For the new time-of-day rates, DTE has set up a webpage at dteenergy.com/timeofday explaining the changes, saying more smart homes, electric vehicles and a more device-driven world mean demand on the electric grid is growing and that’s driving the move to the new model.
An updated version of the webpage will launch Friday with even more information and new tools for customers to evaluate their time-of-day energy usage, Guster said, noting customers also can track their data using the DTE Insight app.
Customers don’t need to make any lifestyle changes around energy consumption if they’re not interested, but if they do want to run larger appliances during off-peak hours and save a little, they now have that choice, Guster said.
“This is a trend that we’re seeing nationally,” she said of time-of-day rates, noting Consumers Energy already moved to a similar model and the Michigan Public Service Commission asked DTE to do the same.
Claire McKenna, an Ann Arbor city energy commissioner and University of Michigan doctoral student who does research regarding home energy use, said while many customers may not see large changes in their utility bills, the new time-of-day rates could be disruptive for households on tight budgets.

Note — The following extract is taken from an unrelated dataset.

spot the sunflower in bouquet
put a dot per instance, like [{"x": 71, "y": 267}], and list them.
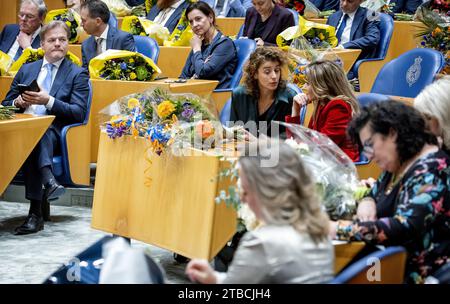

“As a researcher who studies equity in access to public energy utility services, I am concerned that households already experiencing hardship or living on a close budget may find it difficult to adapt to a new pricing structure that varies seasonally and throughout the day,” she said. “Not everyone has the ability to shift their electricity usage during the more expensive windows, and the higher summer costs may limit the feasibility of summer cooling for some households.”
DTE advises customers to get programmable thermostats and pre-cool their homes before 3 p.m. to save money.
“We certainly want everybody to stay as comfortable as they can year-round,” Guster said, adding DTE has a lot of energy-efficiency tips it’s going to be sharing to help customers save and stay comfortable in the summer.
“If a customer has a hard time paying their bill, we do have resources available, so we definitely want to make sure customers reach out if they need help,” she said.
Customers with their own solar panels and backup batteries also can program their smart systems to not draw energy from the DTE grid during peak hours.
“As we move to this really electrified world that’s happening, everybody has an opportunity and maybe an interest to shift that energy use outside of on-peak hours because it helps them have a little bit of a lower energy cost,” Guster said.